Charity creates training videos to aid detection of baby heart problems

Tiny Tickers has launched a number of videos that will be used by sonographers and health professionals to help detect heart problems in babies during pregnancy scans.

The national charity aims to improve the detection rates of congenital heart defects (CHD) in babies and the videos will be the first in a range of e-training materials which can be accessed free of charge by health professionals when required. It’s hoped they will help the charity’s efforts to increase detection rates of heart problems in babies.


Boosting detection rates

One in every 125 babies is born with a heart problem – that’s more than 3,000 newborns each year in the UK. But fewer than half of those are spotted during pregnancy and, in some parts of the UK, detection rates are as low as one in four.

That means more than 1,000 newborns leave hospitals in the UK every year with no one realising they have a life-threatening heart condition. Tiny Tickers is the only UK-wide charity that works to improve prenatal detection rates of serious heart defects in babies.
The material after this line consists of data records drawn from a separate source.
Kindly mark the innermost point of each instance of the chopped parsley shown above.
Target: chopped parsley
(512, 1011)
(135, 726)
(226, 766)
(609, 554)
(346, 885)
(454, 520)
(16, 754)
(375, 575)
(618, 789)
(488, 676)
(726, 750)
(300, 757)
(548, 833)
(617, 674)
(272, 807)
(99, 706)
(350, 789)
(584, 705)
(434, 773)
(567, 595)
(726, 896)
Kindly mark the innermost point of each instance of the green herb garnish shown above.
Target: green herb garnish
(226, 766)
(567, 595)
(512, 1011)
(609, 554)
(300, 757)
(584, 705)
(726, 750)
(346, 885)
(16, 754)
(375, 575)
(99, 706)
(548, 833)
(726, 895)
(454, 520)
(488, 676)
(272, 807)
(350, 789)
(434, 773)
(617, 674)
A Media Trust production  

The videos will be available for health professionals to view free of charge on the Tiny Tickers website ( Funding for the project has come from the Big Lottery Fund, Sir James Roll Charitable Trust, Souter Charitable Trust, Unum, Land Securities and Smiths Group, and the videos have been produced by the Media Trust.

Jon Arnold, chief executive at Tiny Tickers chief, said: “Detecting a baby’s heart problem early can give them a greater chance of survival, and a higher quality of life in the long-term. With more than 3,000 babies born with congenital heart defects in the UK every year, the impact of early detection is huge.

“The best chance of spotting a defect during pregnancy is at the 20 week scan, and our new range of videos will provide a vital resource for sonographers across the UK by giving them detection tips, scan clips and animated graphics of a range of defects as seen in the heart at 20 weeks.”